Knowing where and who to target first is important as energy efficient homes help reduce our carbon footprint as they require less fuel to heat. Despite two Government strategies specifically aimed at tackling energy poverty, barriers persist to accessing grants for low income households. These are the households who are most likely to use solid fuels such as coal and peat; the very households that policy should be targeting. The upfront costs associated with accessing sustainable energy grants can act as a barrier for those on low incomes. Yet with an estimated 230,604 homes having the lowest BER ratings of F or G, it is imperative that Government support these households by redesigning these schemes to make them more accessible.

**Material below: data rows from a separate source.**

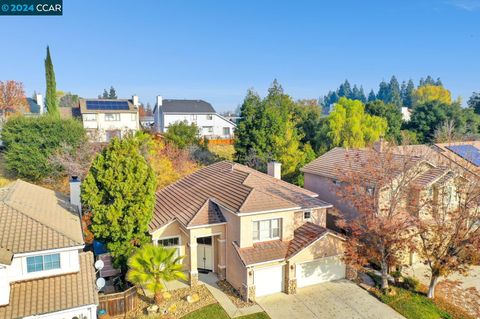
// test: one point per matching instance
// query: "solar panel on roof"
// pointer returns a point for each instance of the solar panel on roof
(468, 152)
(107, 105)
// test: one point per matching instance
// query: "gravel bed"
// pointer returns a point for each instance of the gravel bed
(181, 306)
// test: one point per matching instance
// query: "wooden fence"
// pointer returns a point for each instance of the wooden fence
(120, 303)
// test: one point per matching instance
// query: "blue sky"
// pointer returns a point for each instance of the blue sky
(216, 50)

One of the most cost-effective measures to promote sustainable development is to increase building energy efficiency. Increasing building energy efficiency, through retrofitting, for example, is along with reducing food waste, one of the two most effective means to increase sustainability and meet international environmental targets. The SEAI estimate that €35 billion would be needed over the coming 35 years to make Ireland’s existing housing stock ‘low-carbon’ by 2050. More than 50,000 home will have to be retrofitted every year to meet the targets in the Climate Action Plan and Programme for Government. The construction sector will have to be supported to increase its capacity if these targets are to be met. Government should develop a national retrofitting strategy of sufficient scale, using the learning from the SEAI deep retrofit pilot programme, with an ambitious target to deep retrofit the entire existing housing stock in a 20 year timeframe and concurrent plans to increase capacity within the construction sector.
Investment in renewable energy and retrofitting on the scale required to meet our national climate ambition requires large scale investment in infrastructure. An upgrade of the national grid must be a key element of infrastructure investment so that communities, cooperatives, farms and individuals can produce renewable energy and sell what they do not use back into the national grid, thus becoming self-sustaining and contributing to our national targets.
The issues around renewable energy subsidies and energy poverty must be addressed. Too often subsidies are only taken up by those who can afford to make the necessary investments. Retrofitting is a prime example. As those who need them most often cannot avail of them due to upfront costs, these subsidies are functioning as wealth transfers to those households on higher incomes while the costs (for example carbon taxes) are regressively socialised among all users. Incentives and tax structure must look at short and long term costs of different population segments and eliminating energy poverty and protecting people from energy poverty should be a key pillar of any Just Transition platform. A state led retrofitting scheme is required to ensure that people living in social housing and poor quality housing have access. This would increase energy efficiency, reduce bills, improve health outcomes, and assist us in meeting our climate-related targets.
Social Justice Ireland welcomed the €65 million allocation in Budget 2021 for deep retrofitting of social housing stock, and the additional funding for the National Home Retrofit Scheme. However we regret the lack of detail of any supports for individual homeowners to increase the energy efficiency of their homes and reduce their household bills without front-loading the associated costs. This should be addressed as part of the Just Transition plan.
 McKinsey Global Institute (2011) Resource revolution: Meeting the world’s energy, materials, food, and water needs. London: McKinsey Global Institute. UNEP (2019) The Emissions Gap Report 2019. Nairobi: United Nations Environment Programme.